Guardo gli ultimi fotogrammi di Interstellar investito da vettori di fuga contrastanti, il pensiero che la breve scena finale somigli a un classico plug-and-play per ulteriori puntate mi disturba e mi porta via dal cuore della storia, una costruzione narrativa coraggiosa e argomenti fondanti che hanno una loro ragione pura, così come alcuni difetti o mancanze strutturali di cui bisognerà parlare, tra poco.
Se non erro è stato Matrix il primo film sfacciatamente incompiuto che ho visto al cinema, il primo col finale così aperto che, per esercitare il diritto sacrosanto dello spettatore ad avere un orgasmo liberatorio conclusivo, richiedeva l’investimento secco in altri due biglietti di sala. Interstellar è un po’ meno sfacciato da questo punto di vista, però il gancio si sente e fa una certa differenza.

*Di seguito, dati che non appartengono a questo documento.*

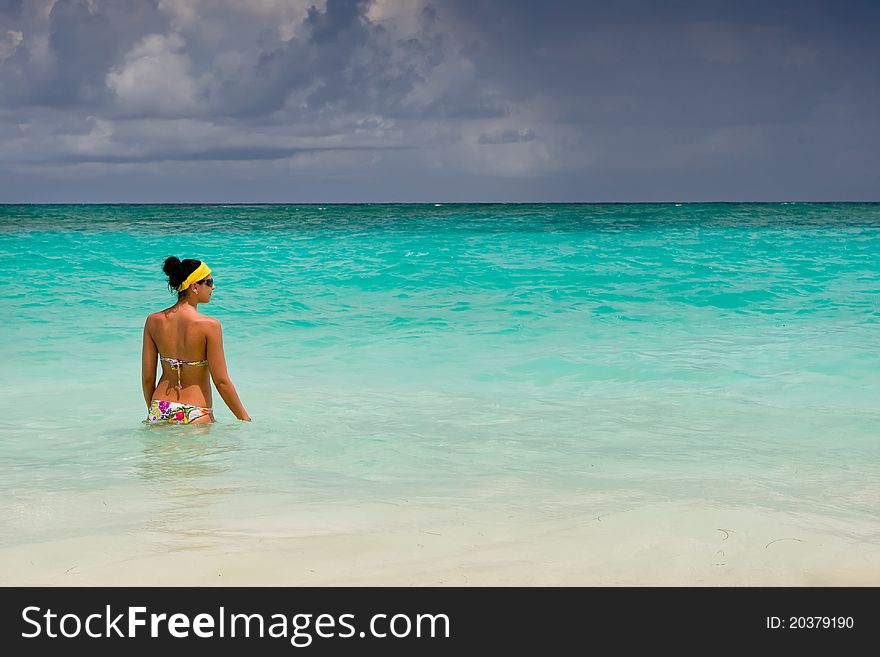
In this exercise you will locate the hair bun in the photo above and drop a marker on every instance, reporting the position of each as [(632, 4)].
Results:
[(172, 267)]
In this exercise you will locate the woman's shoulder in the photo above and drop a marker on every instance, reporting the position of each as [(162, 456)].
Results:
[(209, 323)]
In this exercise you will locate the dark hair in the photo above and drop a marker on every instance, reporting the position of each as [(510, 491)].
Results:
[(177, 271)]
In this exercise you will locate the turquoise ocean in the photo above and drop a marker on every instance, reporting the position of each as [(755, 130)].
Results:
[(450, 394)]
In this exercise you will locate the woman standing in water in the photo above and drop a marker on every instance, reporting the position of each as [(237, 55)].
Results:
[(189, 346)]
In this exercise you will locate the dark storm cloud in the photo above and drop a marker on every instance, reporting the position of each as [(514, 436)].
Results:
[(11, 8), (85, 39), (217, 154), (507, 137), (629, 100)]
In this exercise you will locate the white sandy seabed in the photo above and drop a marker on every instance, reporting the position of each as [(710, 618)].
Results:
[(411, 543)]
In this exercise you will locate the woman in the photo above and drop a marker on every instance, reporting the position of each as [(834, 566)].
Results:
[(189, 346)]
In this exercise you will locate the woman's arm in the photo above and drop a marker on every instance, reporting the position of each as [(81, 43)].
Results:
[(149, 355), (217, 365)]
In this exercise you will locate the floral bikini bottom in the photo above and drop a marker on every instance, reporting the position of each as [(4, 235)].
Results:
[(174, 412)]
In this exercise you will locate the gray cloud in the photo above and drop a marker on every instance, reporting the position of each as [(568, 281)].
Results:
[(630, 100), (507, 137)]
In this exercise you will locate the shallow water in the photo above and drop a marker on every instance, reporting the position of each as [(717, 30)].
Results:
[(547, 364)]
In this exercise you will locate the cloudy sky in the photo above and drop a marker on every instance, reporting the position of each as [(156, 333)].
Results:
[(438, 100)]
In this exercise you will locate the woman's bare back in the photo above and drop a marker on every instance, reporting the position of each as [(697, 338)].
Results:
[(181, 333)]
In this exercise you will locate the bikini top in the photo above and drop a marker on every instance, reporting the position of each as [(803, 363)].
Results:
[(175, 365)]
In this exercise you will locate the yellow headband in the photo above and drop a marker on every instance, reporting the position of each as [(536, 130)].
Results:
[(202, 271)]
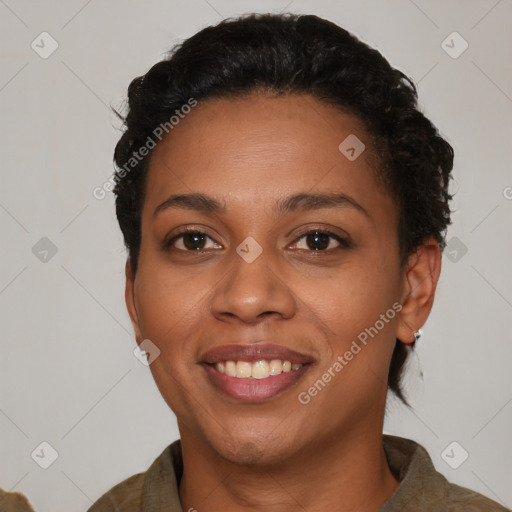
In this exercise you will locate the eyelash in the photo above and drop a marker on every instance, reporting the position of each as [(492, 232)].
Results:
[(344, 243)]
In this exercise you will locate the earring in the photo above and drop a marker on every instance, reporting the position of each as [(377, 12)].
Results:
[(417, 336)]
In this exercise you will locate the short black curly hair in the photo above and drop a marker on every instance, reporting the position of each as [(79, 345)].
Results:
[(296, 54)]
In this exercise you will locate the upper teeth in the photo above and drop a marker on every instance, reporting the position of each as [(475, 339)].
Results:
[(258, 370)]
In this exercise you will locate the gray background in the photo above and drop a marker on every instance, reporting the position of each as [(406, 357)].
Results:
[(68, 373)]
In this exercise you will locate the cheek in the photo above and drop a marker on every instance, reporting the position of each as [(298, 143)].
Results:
[(169, 304)]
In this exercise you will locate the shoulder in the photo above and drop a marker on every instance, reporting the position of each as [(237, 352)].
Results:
[(143, 491), (125, 496), (423, 488), (461, 498)]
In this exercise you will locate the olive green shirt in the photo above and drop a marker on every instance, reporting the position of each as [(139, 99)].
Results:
[(421, 487)]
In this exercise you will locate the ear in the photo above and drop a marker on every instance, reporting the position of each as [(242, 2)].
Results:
[(420, 281), (129, 296)]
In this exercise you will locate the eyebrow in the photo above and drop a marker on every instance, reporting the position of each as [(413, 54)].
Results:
[(297, 202)]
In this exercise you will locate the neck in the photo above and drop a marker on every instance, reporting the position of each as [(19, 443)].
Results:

La forma seriale, del resto, è forse l’arredamento più indicativo del corridoio socio-mediale che stiamo imboccando. Mentre i Media si fondono nel brodo unico della Rete, Cinema e Serie-Tv si scambiano le parti a molti livelli, i contenuti e le forme si contaminano, assistiamo a un proliferare di grandi produzioni narrative pluri-episodiche che curano maggiormente la verticalità dei caratteri e dello script e impegnano attori e registi di primo livello, si pensi solo a tre esempi di successo recente come: Breaking Bad, House of Cards, True Detective.
Di fatto, considerazioni sulla qualità a parte, tenere legato lo spettatore a lungo è più remunerativo per lo show business. Viviamo uno spirito dei tempi in cui “mediale” è anche fondamentalmente “sociale”, la forma dell’affiliazione che scegliamo sull’onda estetica, emotiva e comunicativa ci modifica al ritmo veloce della nuova era in una maniera poco figurabile ancora, non si è sicuri di nulla se non che qualcosa di nuovo e gigantesco ha preso in mano le sorti del mondo e brucia confini e individualità e forse margini di autonomia, sogni, sicuramente risorse.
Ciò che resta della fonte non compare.